W ciągu ostatnich dwudziestu lat coraz częściej zdarza się, że firmy wymagają od swoich pracowników podpisania umów arbitrażowych. Umowy te wymagają, aby wszystkie spory związane z zatrudnieniem (w tym roszczenia z tytułu dyskryminacji lub molestowania) były rozstrzygane w prywatnym postępowaniu arbitrażowym, a nie na sali sądowej, która jest otwarta dla członków społeczeństwa. Zazwyczaj umowy arbitrażowe przewidują, że decyzja arbitra nie podlega kontroli sądowej, co oznacza, że decyzja arbitra jest ostateczna, nawet jeśli arbiter błędnie zinterpretował prawo lub źle zrozumiał fakty.
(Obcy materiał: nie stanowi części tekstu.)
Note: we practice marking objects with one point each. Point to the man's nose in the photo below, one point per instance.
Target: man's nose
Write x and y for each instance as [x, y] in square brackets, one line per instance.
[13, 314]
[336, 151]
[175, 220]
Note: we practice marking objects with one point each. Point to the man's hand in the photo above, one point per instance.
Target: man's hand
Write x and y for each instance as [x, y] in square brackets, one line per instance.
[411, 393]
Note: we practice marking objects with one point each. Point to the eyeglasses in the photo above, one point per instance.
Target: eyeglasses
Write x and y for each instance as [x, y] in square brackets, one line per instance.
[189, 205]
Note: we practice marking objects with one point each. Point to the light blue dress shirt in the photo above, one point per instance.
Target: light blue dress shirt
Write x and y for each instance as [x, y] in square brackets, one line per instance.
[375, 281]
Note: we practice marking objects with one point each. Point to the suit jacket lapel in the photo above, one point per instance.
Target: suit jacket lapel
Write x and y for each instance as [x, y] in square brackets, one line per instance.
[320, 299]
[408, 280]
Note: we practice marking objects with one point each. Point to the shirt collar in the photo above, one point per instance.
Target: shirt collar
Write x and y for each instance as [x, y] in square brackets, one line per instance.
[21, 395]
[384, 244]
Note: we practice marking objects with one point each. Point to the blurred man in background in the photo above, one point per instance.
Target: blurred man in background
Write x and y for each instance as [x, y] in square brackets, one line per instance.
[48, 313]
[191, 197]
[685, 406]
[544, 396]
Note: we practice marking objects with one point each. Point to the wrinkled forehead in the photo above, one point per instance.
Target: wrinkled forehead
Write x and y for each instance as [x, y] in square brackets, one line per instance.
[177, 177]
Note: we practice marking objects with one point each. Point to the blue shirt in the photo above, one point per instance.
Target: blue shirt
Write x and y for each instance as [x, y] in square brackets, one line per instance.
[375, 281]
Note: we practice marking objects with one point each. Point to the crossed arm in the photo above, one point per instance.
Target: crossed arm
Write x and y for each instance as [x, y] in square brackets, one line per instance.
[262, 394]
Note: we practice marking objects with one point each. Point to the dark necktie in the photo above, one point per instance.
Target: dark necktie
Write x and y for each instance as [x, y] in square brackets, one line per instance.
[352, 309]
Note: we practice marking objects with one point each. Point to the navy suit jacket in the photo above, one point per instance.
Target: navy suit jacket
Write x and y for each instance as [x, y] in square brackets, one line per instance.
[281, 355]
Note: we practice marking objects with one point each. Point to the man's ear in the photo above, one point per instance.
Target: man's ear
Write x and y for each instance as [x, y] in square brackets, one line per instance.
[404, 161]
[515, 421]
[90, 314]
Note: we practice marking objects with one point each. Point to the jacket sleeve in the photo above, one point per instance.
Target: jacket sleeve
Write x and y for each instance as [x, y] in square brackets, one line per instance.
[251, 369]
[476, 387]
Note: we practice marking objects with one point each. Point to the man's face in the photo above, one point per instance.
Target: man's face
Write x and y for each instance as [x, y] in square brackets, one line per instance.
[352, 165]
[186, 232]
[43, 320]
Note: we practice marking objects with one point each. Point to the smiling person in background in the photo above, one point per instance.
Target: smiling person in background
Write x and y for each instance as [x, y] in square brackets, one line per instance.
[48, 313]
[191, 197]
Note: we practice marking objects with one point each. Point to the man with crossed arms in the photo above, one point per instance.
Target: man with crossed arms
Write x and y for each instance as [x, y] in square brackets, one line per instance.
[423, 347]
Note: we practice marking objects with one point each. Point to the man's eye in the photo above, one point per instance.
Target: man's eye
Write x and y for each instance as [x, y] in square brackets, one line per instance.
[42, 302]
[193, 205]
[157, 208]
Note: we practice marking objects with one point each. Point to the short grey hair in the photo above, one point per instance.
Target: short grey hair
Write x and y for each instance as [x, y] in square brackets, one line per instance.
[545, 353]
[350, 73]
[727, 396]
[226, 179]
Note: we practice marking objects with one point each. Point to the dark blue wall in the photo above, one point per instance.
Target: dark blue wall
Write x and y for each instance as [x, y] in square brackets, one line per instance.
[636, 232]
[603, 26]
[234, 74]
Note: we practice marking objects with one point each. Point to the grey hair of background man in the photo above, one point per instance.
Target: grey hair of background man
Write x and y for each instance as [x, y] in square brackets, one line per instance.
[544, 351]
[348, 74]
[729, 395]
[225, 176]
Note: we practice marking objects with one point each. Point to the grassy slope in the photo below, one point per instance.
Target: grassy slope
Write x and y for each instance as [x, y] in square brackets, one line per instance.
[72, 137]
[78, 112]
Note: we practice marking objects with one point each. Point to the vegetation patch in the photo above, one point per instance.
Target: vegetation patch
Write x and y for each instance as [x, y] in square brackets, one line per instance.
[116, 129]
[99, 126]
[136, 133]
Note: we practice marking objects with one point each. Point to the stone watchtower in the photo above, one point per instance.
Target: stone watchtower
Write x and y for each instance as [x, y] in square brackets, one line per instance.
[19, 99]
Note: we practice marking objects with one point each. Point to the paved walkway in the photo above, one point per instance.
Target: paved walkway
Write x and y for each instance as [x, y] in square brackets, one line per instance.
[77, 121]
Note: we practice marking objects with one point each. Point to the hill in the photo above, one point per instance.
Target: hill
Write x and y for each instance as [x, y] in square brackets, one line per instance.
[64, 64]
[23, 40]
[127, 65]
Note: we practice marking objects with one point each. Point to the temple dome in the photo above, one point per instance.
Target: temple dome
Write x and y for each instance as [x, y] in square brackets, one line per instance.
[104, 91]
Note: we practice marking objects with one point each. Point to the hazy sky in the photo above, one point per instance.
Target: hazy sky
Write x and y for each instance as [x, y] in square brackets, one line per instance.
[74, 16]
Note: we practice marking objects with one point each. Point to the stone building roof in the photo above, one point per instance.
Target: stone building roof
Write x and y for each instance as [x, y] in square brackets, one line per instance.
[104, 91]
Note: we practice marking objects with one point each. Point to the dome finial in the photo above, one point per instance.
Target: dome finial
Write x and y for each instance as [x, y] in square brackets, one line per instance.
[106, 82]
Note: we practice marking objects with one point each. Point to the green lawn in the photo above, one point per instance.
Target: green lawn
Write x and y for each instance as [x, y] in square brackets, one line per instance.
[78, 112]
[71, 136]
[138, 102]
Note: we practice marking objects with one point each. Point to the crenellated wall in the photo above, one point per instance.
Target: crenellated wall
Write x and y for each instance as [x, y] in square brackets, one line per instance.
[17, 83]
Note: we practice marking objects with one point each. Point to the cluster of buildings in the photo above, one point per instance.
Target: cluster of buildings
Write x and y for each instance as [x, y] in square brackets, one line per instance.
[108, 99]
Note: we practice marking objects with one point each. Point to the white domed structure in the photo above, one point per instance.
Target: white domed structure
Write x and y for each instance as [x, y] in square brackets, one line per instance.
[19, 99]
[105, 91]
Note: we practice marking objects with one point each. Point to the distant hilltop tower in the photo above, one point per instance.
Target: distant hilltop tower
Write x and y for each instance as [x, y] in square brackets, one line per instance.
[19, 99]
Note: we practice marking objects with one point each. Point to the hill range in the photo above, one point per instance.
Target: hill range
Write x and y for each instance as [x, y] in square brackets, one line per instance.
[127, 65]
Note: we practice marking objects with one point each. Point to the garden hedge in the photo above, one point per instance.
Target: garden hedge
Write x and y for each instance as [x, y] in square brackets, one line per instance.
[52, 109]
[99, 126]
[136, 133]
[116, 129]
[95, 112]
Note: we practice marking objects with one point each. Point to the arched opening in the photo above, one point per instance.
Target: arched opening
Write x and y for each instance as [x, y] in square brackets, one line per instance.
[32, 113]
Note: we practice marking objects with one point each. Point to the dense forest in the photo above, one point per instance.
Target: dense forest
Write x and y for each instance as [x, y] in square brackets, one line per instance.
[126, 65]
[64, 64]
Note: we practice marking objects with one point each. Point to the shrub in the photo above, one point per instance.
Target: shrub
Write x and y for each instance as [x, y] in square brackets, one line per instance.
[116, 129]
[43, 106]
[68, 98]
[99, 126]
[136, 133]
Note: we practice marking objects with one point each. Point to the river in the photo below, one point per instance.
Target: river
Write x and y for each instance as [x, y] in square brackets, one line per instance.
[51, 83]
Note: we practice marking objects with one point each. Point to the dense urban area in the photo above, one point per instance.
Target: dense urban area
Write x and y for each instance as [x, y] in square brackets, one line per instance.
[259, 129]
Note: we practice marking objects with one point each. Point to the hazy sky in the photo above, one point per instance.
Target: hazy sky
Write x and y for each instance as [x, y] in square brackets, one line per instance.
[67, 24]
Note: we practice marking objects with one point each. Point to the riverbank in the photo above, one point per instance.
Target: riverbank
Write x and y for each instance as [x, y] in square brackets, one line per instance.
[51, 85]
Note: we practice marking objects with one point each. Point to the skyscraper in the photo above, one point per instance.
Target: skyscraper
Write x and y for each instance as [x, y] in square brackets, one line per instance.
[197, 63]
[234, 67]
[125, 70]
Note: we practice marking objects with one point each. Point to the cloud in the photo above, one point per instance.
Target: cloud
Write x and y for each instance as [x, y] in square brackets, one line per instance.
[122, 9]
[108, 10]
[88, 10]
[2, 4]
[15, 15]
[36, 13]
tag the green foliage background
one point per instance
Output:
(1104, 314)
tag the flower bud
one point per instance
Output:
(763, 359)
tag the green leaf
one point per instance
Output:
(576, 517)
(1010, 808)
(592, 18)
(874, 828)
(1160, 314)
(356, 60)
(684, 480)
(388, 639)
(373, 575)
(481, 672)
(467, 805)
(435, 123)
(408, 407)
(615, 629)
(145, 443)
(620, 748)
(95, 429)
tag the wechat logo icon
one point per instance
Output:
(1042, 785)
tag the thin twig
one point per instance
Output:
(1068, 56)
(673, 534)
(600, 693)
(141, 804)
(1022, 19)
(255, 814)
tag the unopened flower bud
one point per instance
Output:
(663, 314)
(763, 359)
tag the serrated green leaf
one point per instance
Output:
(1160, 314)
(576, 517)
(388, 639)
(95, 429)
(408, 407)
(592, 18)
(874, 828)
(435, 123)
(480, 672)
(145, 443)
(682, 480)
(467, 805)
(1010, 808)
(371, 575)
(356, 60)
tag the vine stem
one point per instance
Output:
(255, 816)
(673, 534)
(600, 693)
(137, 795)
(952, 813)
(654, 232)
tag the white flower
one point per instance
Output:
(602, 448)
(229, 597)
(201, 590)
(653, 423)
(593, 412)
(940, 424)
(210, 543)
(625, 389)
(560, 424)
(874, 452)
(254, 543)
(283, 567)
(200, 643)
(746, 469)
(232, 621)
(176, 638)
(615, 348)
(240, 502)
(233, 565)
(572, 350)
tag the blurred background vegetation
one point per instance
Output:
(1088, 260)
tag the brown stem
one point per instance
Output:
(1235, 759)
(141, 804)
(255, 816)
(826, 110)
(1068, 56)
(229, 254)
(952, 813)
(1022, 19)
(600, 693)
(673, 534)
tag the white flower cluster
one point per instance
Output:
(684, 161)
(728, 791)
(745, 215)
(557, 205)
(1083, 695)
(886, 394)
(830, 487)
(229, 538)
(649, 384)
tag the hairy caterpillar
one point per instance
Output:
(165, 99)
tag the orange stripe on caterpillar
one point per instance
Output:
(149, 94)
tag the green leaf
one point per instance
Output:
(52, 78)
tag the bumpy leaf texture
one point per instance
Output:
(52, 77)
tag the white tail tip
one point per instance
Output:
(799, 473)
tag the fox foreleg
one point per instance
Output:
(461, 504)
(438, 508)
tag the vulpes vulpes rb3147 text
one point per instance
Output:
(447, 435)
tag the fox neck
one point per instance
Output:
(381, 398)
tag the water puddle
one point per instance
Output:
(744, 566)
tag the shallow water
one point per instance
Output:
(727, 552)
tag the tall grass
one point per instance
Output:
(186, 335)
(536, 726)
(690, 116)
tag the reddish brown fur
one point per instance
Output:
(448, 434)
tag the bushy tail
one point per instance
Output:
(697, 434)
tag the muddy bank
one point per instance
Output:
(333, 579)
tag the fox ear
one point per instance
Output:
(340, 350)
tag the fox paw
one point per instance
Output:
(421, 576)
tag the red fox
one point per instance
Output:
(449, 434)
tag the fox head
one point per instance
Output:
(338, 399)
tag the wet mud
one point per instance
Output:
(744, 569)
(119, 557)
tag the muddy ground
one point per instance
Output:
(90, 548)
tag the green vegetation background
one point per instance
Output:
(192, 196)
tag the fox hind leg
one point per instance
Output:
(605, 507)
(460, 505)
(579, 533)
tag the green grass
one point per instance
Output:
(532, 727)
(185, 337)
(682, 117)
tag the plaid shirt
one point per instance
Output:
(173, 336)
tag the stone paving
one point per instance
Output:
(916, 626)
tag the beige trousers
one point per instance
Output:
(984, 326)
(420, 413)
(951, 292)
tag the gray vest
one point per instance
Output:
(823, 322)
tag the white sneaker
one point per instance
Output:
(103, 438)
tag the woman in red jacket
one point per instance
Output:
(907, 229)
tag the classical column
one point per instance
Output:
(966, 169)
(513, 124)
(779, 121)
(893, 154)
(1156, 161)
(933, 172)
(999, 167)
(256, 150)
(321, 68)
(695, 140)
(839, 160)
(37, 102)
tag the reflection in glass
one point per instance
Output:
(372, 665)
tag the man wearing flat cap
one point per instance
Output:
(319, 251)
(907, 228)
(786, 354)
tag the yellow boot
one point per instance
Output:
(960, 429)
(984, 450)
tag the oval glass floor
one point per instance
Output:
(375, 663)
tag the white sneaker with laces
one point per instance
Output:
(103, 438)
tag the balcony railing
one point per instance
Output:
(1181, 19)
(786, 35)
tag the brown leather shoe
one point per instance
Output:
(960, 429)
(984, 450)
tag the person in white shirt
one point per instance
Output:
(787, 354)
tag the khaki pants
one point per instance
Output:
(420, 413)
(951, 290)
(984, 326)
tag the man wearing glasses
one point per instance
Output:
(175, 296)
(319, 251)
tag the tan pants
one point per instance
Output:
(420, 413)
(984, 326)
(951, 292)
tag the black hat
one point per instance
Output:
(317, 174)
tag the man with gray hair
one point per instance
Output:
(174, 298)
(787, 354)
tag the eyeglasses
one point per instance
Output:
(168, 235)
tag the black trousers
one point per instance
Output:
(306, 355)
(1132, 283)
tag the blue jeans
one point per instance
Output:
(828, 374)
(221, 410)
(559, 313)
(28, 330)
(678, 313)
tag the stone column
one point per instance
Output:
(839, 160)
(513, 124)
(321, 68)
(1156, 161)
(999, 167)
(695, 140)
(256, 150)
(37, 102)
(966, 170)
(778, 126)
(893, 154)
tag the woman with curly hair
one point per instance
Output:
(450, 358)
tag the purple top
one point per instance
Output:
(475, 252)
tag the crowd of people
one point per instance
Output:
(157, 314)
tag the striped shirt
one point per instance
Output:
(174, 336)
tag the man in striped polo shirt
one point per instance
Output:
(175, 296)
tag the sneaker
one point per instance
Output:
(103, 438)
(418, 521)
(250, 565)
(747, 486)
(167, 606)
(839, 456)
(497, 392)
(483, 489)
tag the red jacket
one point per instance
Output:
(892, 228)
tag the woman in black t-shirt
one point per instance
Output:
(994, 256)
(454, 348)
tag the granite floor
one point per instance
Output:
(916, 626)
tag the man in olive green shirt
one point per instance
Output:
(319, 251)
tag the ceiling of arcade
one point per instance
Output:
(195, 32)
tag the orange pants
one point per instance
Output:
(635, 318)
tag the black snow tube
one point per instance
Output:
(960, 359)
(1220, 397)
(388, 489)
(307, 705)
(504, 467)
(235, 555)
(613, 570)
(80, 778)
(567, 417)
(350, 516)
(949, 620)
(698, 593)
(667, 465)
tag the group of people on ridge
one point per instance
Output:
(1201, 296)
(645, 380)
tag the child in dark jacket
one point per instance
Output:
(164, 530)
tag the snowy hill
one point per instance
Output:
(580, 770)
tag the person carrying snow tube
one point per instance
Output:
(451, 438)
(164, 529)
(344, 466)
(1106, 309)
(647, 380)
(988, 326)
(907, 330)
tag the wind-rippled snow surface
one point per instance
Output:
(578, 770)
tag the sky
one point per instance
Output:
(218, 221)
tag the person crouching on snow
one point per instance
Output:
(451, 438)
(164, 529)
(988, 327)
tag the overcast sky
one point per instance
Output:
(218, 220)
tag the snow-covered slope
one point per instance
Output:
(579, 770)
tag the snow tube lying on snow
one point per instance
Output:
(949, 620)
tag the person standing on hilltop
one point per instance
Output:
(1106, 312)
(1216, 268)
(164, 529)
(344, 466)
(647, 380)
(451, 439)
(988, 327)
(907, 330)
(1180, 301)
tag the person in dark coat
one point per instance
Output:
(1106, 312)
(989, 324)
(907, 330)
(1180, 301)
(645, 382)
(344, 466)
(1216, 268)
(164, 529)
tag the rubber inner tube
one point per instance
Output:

Typowo, umowa arbitrażowa jest przedstawiana komuś w momencie zatrudnienia (jako część dłuższej umowy o pracę lub jako oddzielny dokument). Czasami jednak firma decyduje się poprosić obecnych pracowników o podpisanie umowy. W obu przypadkach, ludzie często zastanawiają się: czy muszę podpisać umowę? Niestety, jeśli podpisanie umowy o pracę jest warunkiem zatrudnienia – niezależnie od tego, czy masz zamiar dołączyć do firmy, czy jesteś już pracownikiem – to musisz ją podpisać, jeśli chcesz pracę. Zgodnie z prawem kalifornijskim, jak również z prawem każdego innego stanu, pracodawca może odmówić zatrudnienia (lub może cię zwolnić), jeśli odmówisz zgody na arbitraż wszystkich swoich sporów pracowniczych.
W tym samym czasie, prawo kalifornijskie wymaga, aby umowa arbitrażowa musi zawierać pewne warunki, aby być wykonalne. Na przykład, pracodawca musi pokryć wszystkie koszty arbitrażu, w tym opłaty dla arbitrów, które mogą wynosić dziesiątki tysięcy dolarów. Ponadto, umowa arbitrażowa nie może ograniczać praw pracownika do „odkrywania” lub odszkodowań, które mogą być odzyskane. Co więcej, w ostatnich latach sądy stanowe i federalne w Kalifornii odmawiały egzekwowania postanowień umów arbitrażowych, które uniemożliwiały pracownikom wnoszenie pozwów zbiorowych. Jednakże, ani jeden sąd w Kalifornii nie orzekł, że niewłaściwe jest wymaganie od osoby fizycznej podpisania umowy arbitrażowej.